Immersive tech (AR/VR) offer two significant creative opportunities. First, the opportunity to experience stories first-hand. Traditionally we must fall in love with the protagonist before we can feel the jeopardy they later find themselves in. Think of Harold Lloyd hanging off the clock face in Safety Last! (1923) – we need to care for Harold first to fear for his life in this moment. In VR, we can experience that first-hand, and it’s not Harold in danger but ourselves.
The second opportunity is to share these experiences with our friends and loved ones. The day my mum met with a great white shark was the same day my son (then aged 10) underwent the same experience just a couple of minutes apart. They talked about it all day and well into the evening. This shared experience is a key part of being human.

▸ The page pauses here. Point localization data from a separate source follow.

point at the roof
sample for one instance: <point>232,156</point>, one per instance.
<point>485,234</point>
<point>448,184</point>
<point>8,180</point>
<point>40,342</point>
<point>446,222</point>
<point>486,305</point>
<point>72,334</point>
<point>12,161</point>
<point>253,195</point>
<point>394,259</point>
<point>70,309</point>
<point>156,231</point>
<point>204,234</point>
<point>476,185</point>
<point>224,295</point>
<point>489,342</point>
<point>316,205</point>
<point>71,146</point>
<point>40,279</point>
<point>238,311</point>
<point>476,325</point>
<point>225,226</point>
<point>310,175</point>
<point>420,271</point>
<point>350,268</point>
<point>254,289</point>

As the install base of headsets increases, so do the opportunities for concurrent shared experiences. Indeed, one of the big attractions of location-based VR is the ability to share the experience with friends. I also took my son (by now 13) to The VOID’s Star Wars: Secrets of the Empire VR experience in Westfield last Christmas. We had a blast – literally, as we got to shoot Darth Vader, among other very cool experiences. Plus, I recently tried Dreamscape VR’s Alien Zoo in LA. Another great experience, targeting families rather than Star Wars fans.
So, what does this all mean going forward? Well, we are on the verge of a major paradigm shift in storytelling and entertainment. It is both challenging and exhilarating work. My advice: keep an eye on it or dive in with both feet. Our world will be very different in 10 years, so don’t get left behind and do take part in the wonderful journey.